OBJECTIVE: To evaluate the effect of systematic implementation of a pharmacist-led patient-centered approach to medication therapy management and reconciliation service (MRS) in the ED on patient utilization of available health care services.

METHODS: A single institution prospective randomized cohort study with 90-day postvisit observation randomized patients into 2 groups:
(1) medication therapy management reconciliation service following a patient-centered approach (MRS) or (2) usual care provided by the institution (non-MRS). To align patient enrollment with availability of other primary care services, subjects were enrolled during weekday daytime hours. Data for the 90 days before and after the index ED visit were matched in all analyses. Generalized estimating equations evaluated any primary care (PC), urgent care (UC), and ED visits during the 90 days post-index ED visit, adjusted by age and sex and weighted by survival time. Generalized linear models evaluated the average number of ED visits during that period, adjusted by age and sex and weighted by survival time. Data were analyzed for all adult patients (ADLTS), aged ≥ 18 years, and the subpopulation taking 1 or more prescribed daily medication at the time of the index ED visit (ADLTS1+)—the patients expected to receive greatest benefit from an MRS program.

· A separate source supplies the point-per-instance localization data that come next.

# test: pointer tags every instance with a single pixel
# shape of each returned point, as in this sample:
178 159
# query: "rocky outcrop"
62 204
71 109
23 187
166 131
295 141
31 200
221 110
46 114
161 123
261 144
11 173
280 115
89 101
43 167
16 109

RESULTS: ADLTS MRS patients were 1.9 more likely than non-MRS patients to visit their PC providers (mean difference 0.15, P < 0.001). Similarly, ADLTS1+ MRS patients were 1.5 times more likely to visit their PC providers (mean difference 0.10, P = 0.026). Although ADLT MRS patients were less likely to visit the UC, this was not significant. However, ADLTS1+ MRS patients were significantly less likely than non-MRS patients (OR = 0.5, 95% CI = 0.3-0.9) to visit the UC. No significant difference was seen in ED visits.

CONCLUSIONS: The implementation of a patient-centered approach to medication therapy management and reconciliation improved the odds of patients visiting their PC providers, a positive first step in transitioning patients toward an appropriate use of PC services.